Final score: Team Canada 7, Russia 3. Cell phone photo of the scoreboard shot from the press seats a bit grainy and fuzzy — but we just had to have it.
How coincidental was that? In the spirit of Team Canada ’72, a squad that rallied to win the Summit Series 4-3-1 by taking the final three games (all on game winners by Paul Henderson), Team Canada 2010 is peaking when a loss is no longer an option.
They out hit, out hustled and virtually out did the Russians in all areas. They were fully deserving of not only the win, but the decided edge in goals. The fact Team Canada didn’t reach double figures based on onslaught after onslaught was a mystery.
Perhaps Steve Yzerman, the man responsible for putting this unit together, is right: Team Canada is finding its way and building momentum after three pool games and a qualifying playoff game victory (8-2) over Germany.
Watching it all unfold here was Vladislav Tretiak, the guy in the nets for the Soviets in 1972. After witnessing last night’s downfall in such convincing fashion, Tretiak and all Russians today must be wondering: What happened?

* * *

Forty-two years in this business, I’m still glad to say that what keeps me going most is the ability to still have a feel for things and to appreciate the human interest, emotional stories unfolding before us.
Being at the Pacific Coliseum on Tuesday night for the women’s short program will be something else I will always remember.
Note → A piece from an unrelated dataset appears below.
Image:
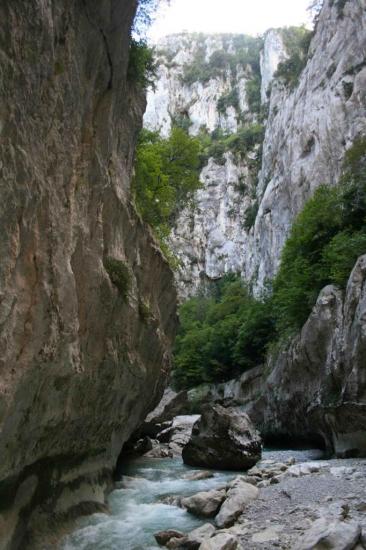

On a personal note, it was the first time since the early 1980s that I was back in the place that used to be the home of the Canucks before they moved downtown. On another personal note, I was able to score a ticket for my wife, Ada, to the event, a costly ducat worth every penny because I know how she’s always dreamed of being at an Olympics figure-skating event.
But the biggest reason that night was so special was because of what took place on the ice. Joannie Rochette’s performance, after her mother died of a sudden heart attack shortly after arriving in Vancouver last Saturday, was incredible. She was spectacular throughout her routine and then broke out in tears upon its completion. What inner strength and what a tribute to her mother. Joannie stood third heading into the free program but regardless of where she places, she is a winner!
And then witnessing the routine by Korea’s Yu-Na Kim was awesome for a couple of factors. Kim’s interpretation of James Bond movie tracks was breathtaking and captivating. Throughout her routine, there was her coach Brian Orser on the sidelines, virtually swaying, moving, twisting and living Kim’s performance.
Orser in my books was a phenomenal figure skater and is an even better person. He just missed out on Olympic Gold at Calgary in 1988 but it’s now within grasp for him again on home soil, through Kim.